Politics will remain a key driver for the bond markets in 2013. Jolly says: “Policy error has the potential to make a bad situation considerably worse.”
Jolly explains that in normal conditions, markets can usually rely on either government spending or central bank easing to come to the rescue if negative domestic or external pressures drive down short term growth expectations.
However, “today, with very little policy room for manoeuvre, the negative impact of, say, an oil price or fiscal policy shock, would be considerably worse than normal due to the lack of policy options available to deal with such a shock.”
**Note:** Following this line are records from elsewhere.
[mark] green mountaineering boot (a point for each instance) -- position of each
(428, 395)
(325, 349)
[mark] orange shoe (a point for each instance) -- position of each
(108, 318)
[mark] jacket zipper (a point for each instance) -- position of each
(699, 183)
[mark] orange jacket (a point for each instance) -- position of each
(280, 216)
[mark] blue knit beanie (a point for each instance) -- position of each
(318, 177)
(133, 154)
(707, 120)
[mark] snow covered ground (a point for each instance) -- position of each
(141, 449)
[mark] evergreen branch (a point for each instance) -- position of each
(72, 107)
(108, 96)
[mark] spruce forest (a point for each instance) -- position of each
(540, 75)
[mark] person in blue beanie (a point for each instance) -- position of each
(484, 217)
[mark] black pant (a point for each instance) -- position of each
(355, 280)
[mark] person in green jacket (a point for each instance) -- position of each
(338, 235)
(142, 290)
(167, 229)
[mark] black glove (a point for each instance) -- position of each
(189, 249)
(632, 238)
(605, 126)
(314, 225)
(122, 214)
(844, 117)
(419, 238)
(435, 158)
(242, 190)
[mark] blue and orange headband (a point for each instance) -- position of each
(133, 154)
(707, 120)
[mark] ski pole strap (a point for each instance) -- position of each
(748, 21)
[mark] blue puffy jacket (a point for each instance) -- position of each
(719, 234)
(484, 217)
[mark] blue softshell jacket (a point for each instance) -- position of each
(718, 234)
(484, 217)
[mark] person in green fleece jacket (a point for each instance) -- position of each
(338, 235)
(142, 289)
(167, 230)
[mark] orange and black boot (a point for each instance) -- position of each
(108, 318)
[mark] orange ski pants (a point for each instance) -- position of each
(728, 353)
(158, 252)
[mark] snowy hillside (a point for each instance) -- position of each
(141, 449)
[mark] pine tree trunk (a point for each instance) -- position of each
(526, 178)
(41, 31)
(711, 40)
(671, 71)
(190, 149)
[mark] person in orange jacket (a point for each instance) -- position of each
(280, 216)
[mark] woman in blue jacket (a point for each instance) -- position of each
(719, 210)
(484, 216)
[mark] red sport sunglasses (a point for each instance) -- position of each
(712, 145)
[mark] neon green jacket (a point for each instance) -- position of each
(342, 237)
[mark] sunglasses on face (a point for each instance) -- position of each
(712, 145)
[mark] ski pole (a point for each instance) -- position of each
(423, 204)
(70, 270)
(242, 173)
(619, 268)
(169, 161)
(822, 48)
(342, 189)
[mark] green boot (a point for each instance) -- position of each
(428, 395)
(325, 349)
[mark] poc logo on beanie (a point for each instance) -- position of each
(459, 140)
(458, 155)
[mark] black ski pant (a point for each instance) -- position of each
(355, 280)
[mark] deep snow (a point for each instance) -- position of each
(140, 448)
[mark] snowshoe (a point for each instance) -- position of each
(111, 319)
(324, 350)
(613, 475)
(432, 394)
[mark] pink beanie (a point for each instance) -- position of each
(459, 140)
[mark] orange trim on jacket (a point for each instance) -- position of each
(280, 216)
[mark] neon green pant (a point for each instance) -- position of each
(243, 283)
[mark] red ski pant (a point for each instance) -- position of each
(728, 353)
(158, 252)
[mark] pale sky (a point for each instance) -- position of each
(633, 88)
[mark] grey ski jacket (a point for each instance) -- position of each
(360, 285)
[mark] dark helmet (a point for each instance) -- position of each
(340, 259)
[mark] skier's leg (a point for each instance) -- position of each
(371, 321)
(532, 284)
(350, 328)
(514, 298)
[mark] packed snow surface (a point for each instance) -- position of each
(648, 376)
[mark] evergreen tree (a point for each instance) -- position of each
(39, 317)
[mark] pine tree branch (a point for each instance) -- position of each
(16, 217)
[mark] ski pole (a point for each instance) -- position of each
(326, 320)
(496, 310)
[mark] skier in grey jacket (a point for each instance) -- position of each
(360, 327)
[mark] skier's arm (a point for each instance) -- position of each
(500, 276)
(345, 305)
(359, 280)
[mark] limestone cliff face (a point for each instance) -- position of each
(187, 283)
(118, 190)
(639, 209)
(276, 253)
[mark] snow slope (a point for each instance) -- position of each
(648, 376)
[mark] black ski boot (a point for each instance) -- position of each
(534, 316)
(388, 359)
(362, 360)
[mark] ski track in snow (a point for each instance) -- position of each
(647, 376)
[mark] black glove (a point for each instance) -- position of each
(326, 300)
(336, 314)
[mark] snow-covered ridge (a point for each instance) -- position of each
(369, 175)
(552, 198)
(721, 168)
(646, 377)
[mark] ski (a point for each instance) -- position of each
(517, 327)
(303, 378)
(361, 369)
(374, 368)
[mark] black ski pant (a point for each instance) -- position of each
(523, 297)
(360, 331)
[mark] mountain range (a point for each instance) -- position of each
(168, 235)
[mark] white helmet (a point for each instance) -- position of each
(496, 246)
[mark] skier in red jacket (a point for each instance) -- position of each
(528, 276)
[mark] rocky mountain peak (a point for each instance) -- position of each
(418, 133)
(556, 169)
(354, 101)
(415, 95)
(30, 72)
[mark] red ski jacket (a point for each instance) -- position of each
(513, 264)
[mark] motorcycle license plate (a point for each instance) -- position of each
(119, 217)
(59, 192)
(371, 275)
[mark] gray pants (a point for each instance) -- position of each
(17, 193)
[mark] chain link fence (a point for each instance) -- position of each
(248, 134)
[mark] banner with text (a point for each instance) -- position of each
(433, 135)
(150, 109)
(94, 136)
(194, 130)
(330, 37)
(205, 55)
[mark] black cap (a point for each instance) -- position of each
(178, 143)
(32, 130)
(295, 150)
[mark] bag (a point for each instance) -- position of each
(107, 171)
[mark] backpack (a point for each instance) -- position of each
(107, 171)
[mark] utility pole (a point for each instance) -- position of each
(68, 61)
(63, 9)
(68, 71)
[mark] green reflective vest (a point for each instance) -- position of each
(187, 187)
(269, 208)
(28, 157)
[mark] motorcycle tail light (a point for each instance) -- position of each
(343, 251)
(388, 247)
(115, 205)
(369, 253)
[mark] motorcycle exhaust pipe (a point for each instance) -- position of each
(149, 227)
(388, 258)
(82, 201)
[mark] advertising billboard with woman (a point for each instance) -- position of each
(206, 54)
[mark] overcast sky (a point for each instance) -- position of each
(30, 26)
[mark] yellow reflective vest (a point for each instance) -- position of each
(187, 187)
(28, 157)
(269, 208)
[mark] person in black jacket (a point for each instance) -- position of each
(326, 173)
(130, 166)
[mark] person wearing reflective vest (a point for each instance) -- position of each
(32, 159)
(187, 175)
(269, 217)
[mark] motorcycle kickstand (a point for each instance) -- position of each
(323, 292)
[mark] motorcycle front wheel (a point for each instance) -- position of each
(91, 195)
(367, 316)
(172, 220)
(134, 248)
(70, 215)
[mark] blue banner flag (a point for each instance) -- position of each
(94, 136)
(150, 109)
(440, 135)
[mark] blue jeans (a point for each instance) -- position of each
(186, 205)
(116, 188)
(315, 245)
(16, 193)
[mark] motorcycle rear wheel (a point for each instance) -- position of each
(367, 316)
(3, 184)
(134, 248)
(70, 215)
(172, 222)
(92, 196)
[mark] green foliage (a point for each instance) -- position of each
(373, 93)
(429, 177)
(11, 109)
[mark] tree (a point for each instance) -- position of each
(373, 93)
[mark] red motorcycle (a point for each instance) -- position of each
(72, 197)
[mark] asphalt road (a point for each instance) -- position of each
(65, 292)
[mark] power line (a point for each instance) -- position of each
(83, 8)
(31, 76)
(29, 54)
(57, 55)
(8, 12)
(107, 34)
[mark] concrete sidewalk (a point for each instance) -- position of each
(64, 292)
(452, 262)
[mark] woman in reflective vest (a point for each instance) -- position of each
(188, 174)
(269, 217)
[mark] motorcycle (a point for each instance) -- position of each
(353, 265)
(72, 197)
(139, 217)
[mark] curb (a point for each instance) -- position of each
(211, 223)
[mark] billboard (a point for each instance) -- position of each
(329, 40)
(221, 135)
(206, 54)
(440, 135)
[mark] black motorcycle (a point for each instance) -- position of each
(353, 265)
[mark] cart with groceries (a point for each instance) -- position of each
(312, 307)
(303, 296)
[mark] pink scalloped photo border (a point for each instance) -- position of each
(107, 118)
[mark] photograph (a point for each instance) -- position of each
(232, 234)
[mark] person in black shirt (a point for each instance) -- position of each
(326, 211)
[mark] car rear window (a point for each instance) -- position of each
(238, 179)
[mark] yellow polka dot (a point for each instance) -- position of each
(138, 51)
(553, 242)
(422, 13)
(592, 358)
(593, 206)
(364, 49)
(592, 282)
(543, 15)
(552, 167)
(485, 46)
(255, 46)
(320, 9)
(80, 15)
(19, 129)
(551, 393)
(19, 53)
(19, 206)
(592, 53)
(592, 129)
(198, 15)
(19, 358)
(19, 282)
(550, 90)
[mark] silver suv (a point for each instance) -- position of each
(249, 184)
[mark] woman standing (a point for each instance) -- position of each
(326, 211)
“Markets dislike volatility, perhaps more than they dislike bad news itself,” Jolly continues. “Uncertainty over the probability of both the implementation of structural reform and whether governments have the willingness to commit what might be described as political harakiri also drive market volatility.”
The mantra successfully used by the Schroders global multi-sector fixed income team in 2012 has been “fade rather than follow.”
This means that they tend to buy when the market is nervous and sell when it is rallying. Jolly expects the same strategy will work in the coming year, too.
Across the globe, Schroders foresees an ongoing need for balance sheet repair, both in households and governments. This means the global economy will be in a long term period of financial repression.
At the same time, there is a growing risk of a currency battle, “perhaps even war.” The easiest way to boost exports, which Western countries desperately need to do, is to depreciate a country’s currency. This makes its exports more competitive on the global market.
Jolly says Asian countries in particular are likely to feel the pressure to allow a more rapid appreciation of their currencies to help the transition.
Asian countries, especially China, are also expected to introduce measure to boost domestic consumption. This will put further downward pressure on some industrial economies, such as Australia.
The market expectations regarding a likely timeline for a supportive change in monetary policy have changed. Looking into the new year, the return to normality seems to be an increasingly distant possibility, which Schroders has labelled “The Long and Winding Road”, in tribute to the 1970 hit song by The Beatles.